Hollywood kicks off its shoes

Posted: January 14, 2014

WATCHING THE Golden Globes to see who won is like reading Playboy for the articles. You can do it if you want, but you're probably missing the point.

We watch, if we watch, for the party, for the spectacle of famous people, some of whom haven't eaten in a day or two, becoming gradually more inebriated and saying and doing unexpected things. Or for the moment when the wrong thing comes up on the teleprompter and presenters have to scramble.

And, of course, last night for Amy Poehler and Upper Darby's Tina Fey, who hosted the show for the second year and acquitted themselves with loopy aplomb, like the cool designated drivers for all of Hollywood.

"Everybody keep drinking, it'll be over soon," ordered presenter Sean Combs, less than an hour into the three-hour show.

The awards, whose winners are chosen by a small, eccentric group that, frankly, gets it right (and wrong) about as often as the supposedly more qualified Emmy and Oscar voters do, may be mostly an excuse for Hollywood's best, brightest and most ebullient to party, but it doesn't mean the evening didn't produce genuine winners:

First bleep of the evening: To an emotional and borderline incoherent Jacqueline Bisset, whose win for Starz' "Dancing on the Edge" - predictable only by those who realize that the Hollywood Foreign Press Association members are suckers for an accent - eventually led her to step in a word that's a no-no on NBC.

Biggest booster of lip-reading education: Diane Keaton, whose own very long bleep - during an otherwise lovely tribute to Woody Allen - left viewers asking, "What?"

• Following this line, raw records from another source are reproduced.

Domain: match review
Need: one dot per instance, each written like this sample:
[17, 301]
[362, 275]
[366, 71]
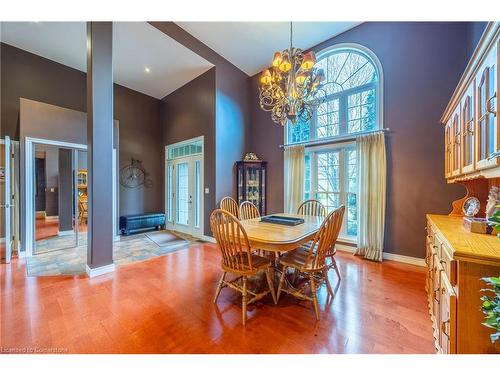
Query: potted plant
[491, 306]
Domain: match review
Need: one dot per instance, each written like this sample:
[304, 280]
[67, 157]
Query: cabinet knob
[443, 327]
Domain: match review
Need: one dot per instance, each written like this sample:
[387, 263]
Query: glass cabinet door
[467, 117]
[456, 135]
[487, 140]
[251, 180]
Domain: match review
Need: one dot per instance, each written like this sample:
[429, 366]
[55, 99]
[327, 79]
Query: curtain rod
[334, 140]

Best obligatory shot at that handsome punching bag, George Clooney: To Fey, who described the movie "Gravity" as "the story of how George Clooney would rather float away in space and die rather than spend one more minute with a woman his own age."

Best shot at the Hollywood Foreign Press Association: To Poehler, whose deadpan, "Thank you for your integrity," was a gentle but pointed reminder that the ethics of the group's members have occasionally been questioned (although never their ability to throw a party).

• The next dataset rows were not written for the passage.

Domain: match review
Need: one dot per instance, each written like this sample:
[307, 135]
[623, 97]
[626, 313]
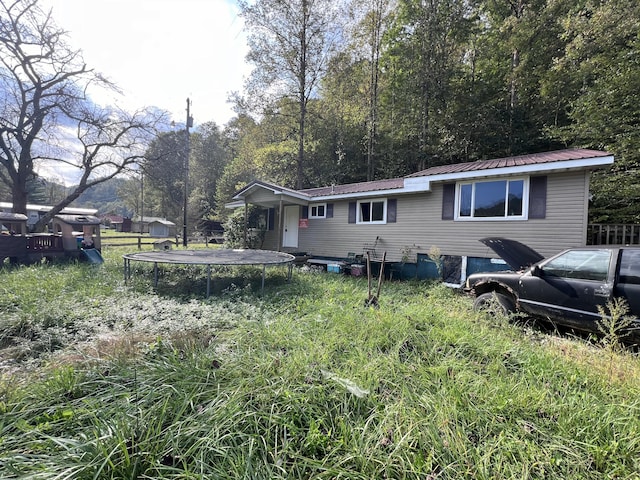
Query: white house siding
[419, 226]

Second-best shot: To Robin Wright ("House of Cards") who, in thanking the HFPA in her acceptance speech, added, "You guys are a gaggle of characters, I've gotta say."

The Jennifer Lawrence award: To Jennifer Lawrence ("American Hustle"), just for being Jennifer Lawrence and for her usual artless acceptance speech, this one ending: "Don't ever do this again. I'm so scared."

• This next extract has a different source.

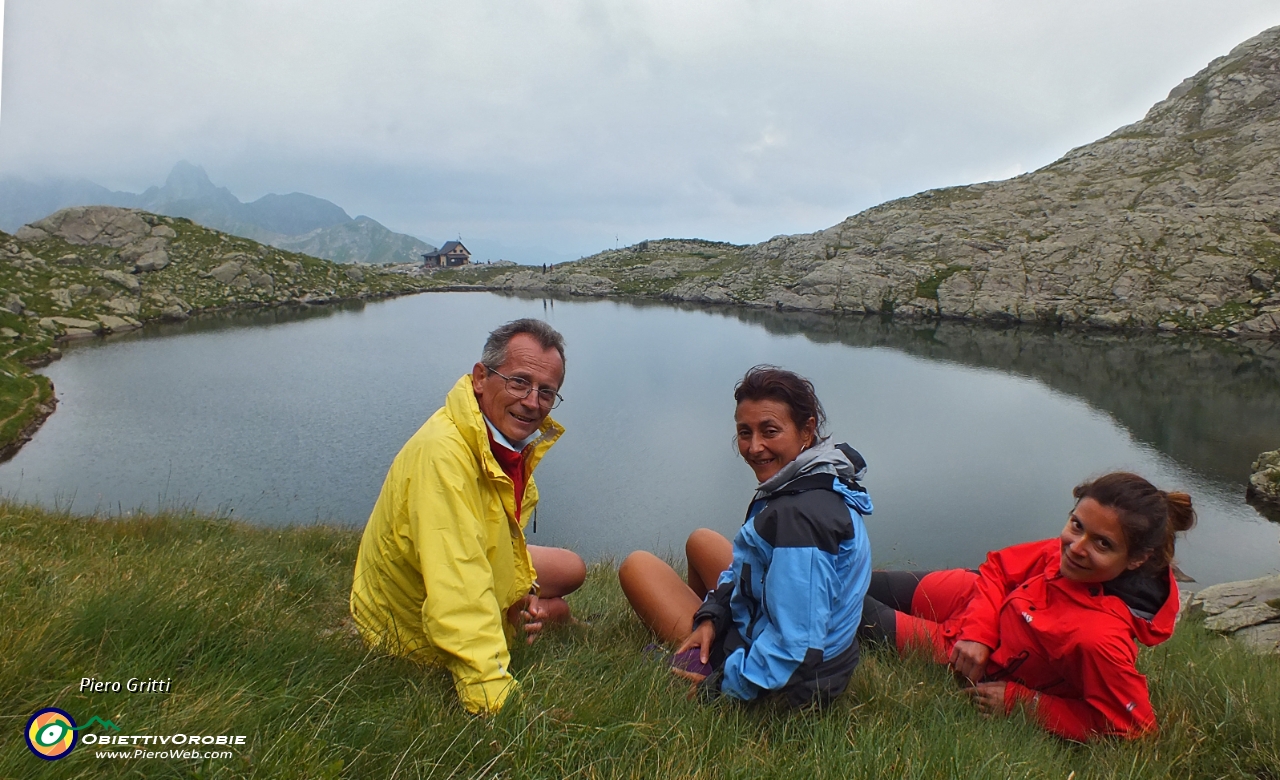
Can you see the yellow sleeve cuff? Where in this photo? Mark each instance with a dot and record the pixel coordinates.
(485, 697)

Best use of expensive footwear by a presenter: To Emma Thompson, who strode out onto the stage barefoot. "I just want you to know that this red - it's my blood," said a barefoot Thompson, holding up scarlet-soled Christian Louboutins that I have a feeling she's probably going to have to pay for now (if she hadn't already).

Best use of Bono by a Golden Globes winner: Poehler, seen in the audience receiving a massage from the U2 singer when her name was called as a winner for "Parks and Recreation," engaged in a serious (OK, maybe not so serious) lip-lock with him before racing to the stage. No wonder she seemed excited. "I never win, so I can't believe I won," she burbled happily at one point.

Funniest speech that could have used captioning: By "Gravity" director Alfonso Cuaron, who made fun of his very thick accent in his acceptance, demonstrating that he once made it sound as if he were telling star Sandra Bullock he'd give her "herpes" when he meant he'd give her "an earpiece." Or at least I think that's what he said.

Most explicit introductory imagery: To Fey, who intoned, "Like a supermodel's vagina, let's all give a warm welcome to [presenter] Leonardo DiCaprio."